Re: Final text for Basic Graph Patterns from Pat Hayes on 2006-01-18 (public-rdf-dawg@w3.org from January to March 2006)

From: Pat Hayes <phayes@ihmc.us>
Date: Wed, 18 Jan 2006 17:28:21 -0600
To: Enrico Franconi <franconi@inf.unibz.it>
Cc: RDF Data Access Working Group <public-rdf-dawg@w3.org>
Message-Id: <p0623090fbff44b969d54@[10.100.0.23]>
>On 18 Jan 2006, at 03:44, Pat Hayes wrote:
>
>>Given an entailment regime E, a basic graph pattern, BGP, E-matches 
>>with pattern solution S on graph G with respect to a scoping graph 
>>G' and a scoping set B, just when the following three conditions 
>>all hold:
>>
>>(1)  S(G' OrderedMerge BGP) is an appropriately well-formed RDF 
>>graph for E-entailment
>>(2)  G E-entails S(G' OrderedMerge BGP)
>>(3)  the identifiers introduced by S all occur in B.
>>
>>Several conditions must be met by the scoping graph and scoping 
>>set. The scoping graph and scoping set must be identical for all 
>>answers to a query; the scoping graph G' must be graph-equivalent 
>>to G; and B must contain every term in G'.
>
>OK, *now* you are starting to converge to us :-)
>
>Still, as I said, I would leave G outside the above semantic definition,

Did you mean G'?

>since the above is *completely* equivalent if we replace (2) with:
>(2)  G' E-entails S(G' OrderedMerge BGP)
>
>As I already said in 
><http://lists.w3.org/Archives/Public/public-rdf-dawg/2006JanMar/0137>, 
>and you also said:
>
>>Moreover, we require that any scoping graph G' must be 
>>graph-equivalent to G, and that a single scoping graph must be used 
>>for all answers to a single query.
>>
>><<Note, this last point will need to be firmed up by text elsewhere 
>>in the document.>>
>
>the definition of G' wrt G should be stated at the beginning of any 
>processing of the SPARQL server, just to be sure that G' is the same 
>for any kind of processing within the server.
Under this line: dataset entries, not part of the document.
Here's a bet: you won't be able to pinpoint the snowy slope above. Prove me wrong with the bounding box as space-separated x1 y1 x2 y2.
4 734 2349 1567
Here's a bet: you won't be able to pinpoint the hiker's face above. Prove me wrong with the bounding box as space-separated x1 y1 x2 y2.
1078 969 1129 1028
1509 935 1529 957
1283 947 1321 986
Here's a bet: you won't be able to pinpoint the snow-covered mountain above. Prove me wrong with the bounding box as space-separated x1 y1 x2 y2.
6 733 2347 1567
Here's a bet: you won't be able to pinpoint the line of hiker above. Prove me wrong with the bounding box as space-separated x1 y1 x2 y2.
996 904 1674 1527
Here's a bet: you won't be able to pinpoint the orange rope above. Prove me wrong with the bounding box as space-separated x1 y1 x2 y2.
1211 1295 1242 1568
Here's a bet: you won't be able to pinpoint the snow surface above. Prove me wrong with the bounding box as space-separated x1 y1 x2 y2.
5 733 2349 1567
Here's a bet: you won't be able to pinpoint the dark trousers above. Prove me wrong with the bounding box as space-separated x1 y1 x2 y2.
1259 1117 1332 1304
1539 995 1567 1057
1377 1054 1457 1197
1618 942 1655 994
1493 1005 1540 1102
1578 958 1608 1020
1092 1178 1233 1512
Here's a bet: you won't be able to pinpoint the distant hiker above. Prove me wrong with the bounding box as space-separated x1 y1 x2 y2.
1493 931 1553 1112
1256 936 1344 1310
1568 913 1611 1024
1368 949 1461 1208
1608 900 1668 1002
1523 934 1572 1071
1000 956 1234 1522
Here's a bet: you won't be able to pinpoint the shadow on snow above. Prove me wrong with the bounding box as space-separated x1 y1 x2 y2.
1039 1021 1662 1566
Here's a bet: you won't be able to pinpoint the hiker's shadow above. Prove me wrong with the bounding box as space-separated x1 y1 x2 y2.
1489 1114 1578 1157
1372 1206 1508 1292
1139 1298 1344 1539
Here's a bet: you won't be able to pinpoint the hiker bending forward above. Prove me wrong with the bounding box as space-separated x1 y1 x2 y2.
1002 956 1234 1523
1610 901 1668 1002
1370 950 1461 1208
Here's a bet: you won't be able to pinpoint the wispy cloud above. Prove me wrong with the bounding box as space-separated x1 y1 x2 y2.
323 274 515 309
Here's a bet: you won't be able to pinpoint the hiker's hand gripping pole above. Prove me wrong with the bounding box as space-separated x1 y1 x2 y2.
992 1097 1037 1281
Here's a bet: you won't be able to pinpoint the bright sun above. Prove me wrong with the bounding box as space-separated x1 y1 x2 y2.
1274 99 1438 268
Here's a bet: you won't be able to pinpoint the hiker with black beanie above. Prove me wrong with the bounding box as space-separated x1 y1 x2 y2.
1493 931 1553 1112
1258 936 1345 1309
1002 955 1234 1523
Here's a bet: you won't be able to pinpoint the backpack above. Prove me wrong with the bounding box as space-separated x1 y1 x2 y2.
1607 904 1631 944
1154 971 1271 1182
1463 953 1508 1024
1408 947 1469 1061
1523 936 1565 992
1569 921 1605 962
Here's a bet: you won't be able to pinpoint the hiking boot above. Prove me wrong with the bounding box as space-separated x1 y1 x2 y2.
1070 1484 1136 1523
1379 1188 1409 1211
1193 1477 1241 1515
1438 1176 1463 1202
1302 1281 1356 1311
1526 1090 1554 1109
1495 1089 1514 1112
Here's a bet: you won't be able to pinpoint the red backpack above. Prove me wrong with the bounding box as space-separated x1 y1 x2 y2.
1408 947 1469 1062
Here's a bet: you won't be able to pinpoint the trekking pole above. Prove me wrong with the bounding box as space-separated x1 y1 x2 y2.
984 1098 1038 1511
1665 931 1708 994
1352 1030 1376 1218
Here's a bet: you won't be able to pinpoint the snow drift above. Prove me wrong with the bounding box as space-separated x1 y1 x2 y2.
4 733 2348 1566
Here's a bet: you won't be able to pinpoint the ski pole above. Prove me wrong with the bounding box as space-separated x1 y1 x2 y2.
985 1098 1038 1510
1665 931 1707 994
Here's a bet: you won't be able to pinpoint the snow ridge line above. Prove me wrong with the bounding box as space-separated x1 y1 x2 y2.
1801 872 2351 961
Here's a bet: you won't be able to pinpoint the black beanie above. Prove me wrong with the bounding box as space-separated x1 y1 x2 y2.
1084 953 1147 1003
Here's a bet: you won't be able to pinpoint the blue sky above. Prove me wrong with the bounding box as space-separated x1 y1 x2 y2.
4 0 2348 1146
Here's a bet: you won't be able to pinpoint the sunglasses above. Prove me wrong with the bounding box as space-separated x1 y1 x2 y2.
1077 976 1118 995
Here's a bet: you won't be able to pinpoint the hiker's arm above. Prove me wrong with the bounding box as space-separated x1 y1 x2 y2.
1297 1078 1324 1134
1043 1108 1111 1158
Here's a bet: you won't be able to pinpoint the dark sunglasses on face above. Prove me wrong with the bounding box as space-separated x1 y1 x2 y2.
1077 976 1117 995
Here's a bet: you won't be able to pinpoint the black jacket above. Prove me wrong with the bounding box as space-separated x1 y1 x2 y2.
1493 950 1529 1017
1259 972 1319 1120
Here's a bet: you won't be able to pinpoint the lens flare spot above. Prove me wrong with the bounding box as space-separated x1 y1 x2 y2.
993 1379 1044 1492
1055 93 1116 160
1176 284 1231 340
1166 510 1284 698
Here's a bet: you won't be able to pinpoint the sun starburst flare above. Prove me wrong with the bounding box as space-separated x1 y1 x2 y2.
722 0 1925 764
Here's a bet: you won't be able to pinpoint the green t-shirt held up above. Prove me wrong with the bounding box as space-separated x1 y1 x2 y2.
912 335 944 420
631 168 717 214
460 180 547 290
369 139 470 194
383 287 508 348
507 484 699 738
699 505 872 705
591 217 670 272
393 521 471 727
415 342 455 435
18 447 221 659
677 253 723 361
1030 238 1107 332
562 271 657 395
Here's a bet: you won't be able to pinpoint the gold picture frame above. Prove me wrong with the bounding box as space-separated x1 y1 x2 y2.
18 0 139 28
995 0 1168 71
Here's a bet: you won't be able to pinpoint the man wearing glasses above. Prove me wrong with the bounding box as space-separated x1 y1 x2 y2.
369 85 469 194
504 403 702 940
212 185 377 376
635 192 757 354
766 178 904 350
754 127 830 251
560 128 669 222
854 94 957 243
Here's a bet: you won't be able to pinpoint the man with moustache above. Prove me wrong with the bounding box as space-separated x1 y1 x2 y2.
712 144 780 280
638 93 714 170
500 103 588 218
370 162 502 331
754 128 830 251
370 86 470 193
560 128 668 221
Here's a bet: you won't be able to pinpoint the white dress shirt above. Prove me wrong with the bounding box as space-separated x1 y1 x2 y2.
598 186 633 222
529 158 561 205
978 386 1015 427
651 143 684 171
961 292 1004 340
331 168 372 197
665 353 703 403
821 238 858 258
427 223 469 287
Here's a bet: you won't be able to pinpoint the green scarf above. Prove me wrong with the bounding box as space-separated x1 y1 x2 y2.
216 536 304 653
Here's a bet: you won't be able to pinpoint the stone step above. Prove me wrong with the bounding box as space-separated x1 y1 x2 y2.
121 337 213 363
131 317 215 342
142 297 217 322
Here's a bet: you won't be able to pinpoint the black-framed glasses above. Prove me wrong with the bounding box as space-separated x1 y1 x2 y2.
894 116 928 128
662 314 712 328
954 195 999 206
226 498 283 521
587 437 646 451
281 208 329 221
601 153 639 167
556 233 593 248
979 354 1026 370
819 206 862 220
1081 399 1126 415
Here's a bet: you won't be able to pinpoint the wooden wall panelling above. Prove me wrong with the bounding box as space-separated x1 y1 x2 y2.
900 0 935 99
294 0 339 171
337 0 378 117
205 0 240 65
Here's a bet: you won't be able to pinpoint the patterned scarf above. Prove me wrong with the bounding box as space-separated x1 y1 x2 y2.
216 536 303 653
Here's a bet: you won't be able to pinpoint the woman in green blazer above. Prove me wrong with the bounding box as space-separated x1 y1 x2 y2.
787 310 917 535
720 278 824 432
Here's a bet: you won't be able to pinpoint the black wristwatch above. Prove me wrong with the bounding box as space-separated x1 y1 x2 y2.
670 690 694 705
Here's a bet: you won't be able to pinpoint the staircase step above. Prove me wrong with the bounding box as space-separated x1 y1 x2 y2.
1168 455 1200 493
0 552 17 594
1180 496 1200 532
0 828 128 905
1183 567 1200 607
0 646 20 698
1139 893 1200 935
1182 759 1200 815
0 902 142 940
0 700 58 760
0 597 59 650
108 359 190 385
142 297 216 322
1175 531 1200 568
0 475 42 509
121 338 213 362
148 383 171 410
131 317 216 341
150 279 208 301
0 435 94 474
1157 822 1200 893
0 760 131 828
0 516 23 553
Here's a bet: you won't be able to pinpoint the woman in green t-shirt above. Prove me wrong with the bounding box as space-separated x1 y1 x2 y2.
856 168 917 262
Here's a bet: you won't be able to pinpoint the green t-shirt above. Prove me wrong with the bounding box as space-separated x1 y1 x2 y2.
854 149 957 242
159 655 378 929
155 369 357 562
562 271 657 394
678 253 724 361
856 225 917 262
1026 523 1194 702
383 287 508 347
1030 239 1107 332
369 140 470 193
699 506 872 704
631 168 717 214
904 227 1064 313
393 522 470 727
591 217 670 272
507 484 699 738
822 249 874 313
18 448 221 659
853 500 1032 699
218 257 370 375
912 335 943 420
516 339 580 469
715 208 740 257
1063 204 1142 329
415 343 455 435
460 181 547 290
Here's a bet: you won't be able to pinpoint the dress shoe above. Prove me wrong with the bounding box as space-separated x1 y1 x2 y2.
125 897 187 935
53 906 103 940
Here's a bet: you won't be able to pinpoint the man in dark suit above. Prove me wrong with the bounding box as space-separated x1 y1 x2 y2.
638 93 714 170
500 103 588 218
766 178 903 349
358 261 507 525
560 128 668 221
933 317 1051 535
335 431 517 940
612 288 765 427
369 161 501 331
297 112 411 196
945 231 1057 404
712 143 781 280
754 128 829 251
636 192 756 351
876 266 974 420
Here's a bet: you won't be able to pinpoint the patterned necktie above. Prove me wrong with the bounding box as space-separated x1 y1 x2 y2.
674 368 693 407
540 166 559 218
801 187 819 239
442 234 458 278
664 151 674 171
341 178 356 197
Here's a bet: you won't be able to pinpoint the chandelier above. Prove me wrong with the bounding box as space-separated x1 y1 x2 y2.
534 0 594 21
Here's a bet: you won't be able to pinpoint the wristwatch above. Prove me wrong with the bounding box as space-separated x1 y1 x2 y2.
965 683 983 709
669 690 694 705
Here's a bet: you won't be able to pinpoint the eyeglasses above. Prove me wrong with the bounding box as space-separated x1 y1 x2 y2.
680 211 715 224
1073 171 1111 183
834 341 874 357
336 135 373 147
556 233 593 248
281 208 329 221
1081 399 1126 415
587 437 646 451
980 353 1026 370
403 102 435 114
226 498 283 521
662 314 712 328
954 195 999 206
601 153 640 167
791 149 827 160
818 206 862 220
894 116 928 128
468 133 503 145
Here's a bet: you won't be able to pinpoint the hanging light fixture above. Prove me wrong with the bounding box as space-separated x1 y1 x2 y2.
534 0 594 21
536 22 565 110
The order in which the definitions are stated in the document is best 
decided on grounds of clarity, and has no implications for the order 
in which anything is processed.

>And also *very* important for us, B should be left free to *not* 
>include any bnode name.

Yes, I now understand this point, and agree that this should be a 
viable option. This requires slightly relaxing the "B contain every 
term in G" condition. In fact I suggest that this should be omitted 
altogether in the general definition, so that there are no general 
conditions on B that [must] be satisfied by every extension, but text 
added to indicate that it would be normal for B to contain every 
non-bnode term in G.

>This would cover the only current formal understanding of OWL-DL 
>SPARQL, where answers do not include bnodes, and the syntax of the 
>BGPs is restricted in an analogous way OWL-DL expressions are (i.e., 
>what we have defined as non-high order RDF graphs in [1]). Note that 
>our current text also says something about the necessary 
>restrictions on BGPs:
>
>"where the syntactic restrictions in OWL-DL or OWL-Lite should be 
>reflected in suitable syntactic restrictions on the form of basic 
>graph patterns"

Yes, this is what inspired the wording in condition (1) above. We 
could keep also your text as exposition of the same point.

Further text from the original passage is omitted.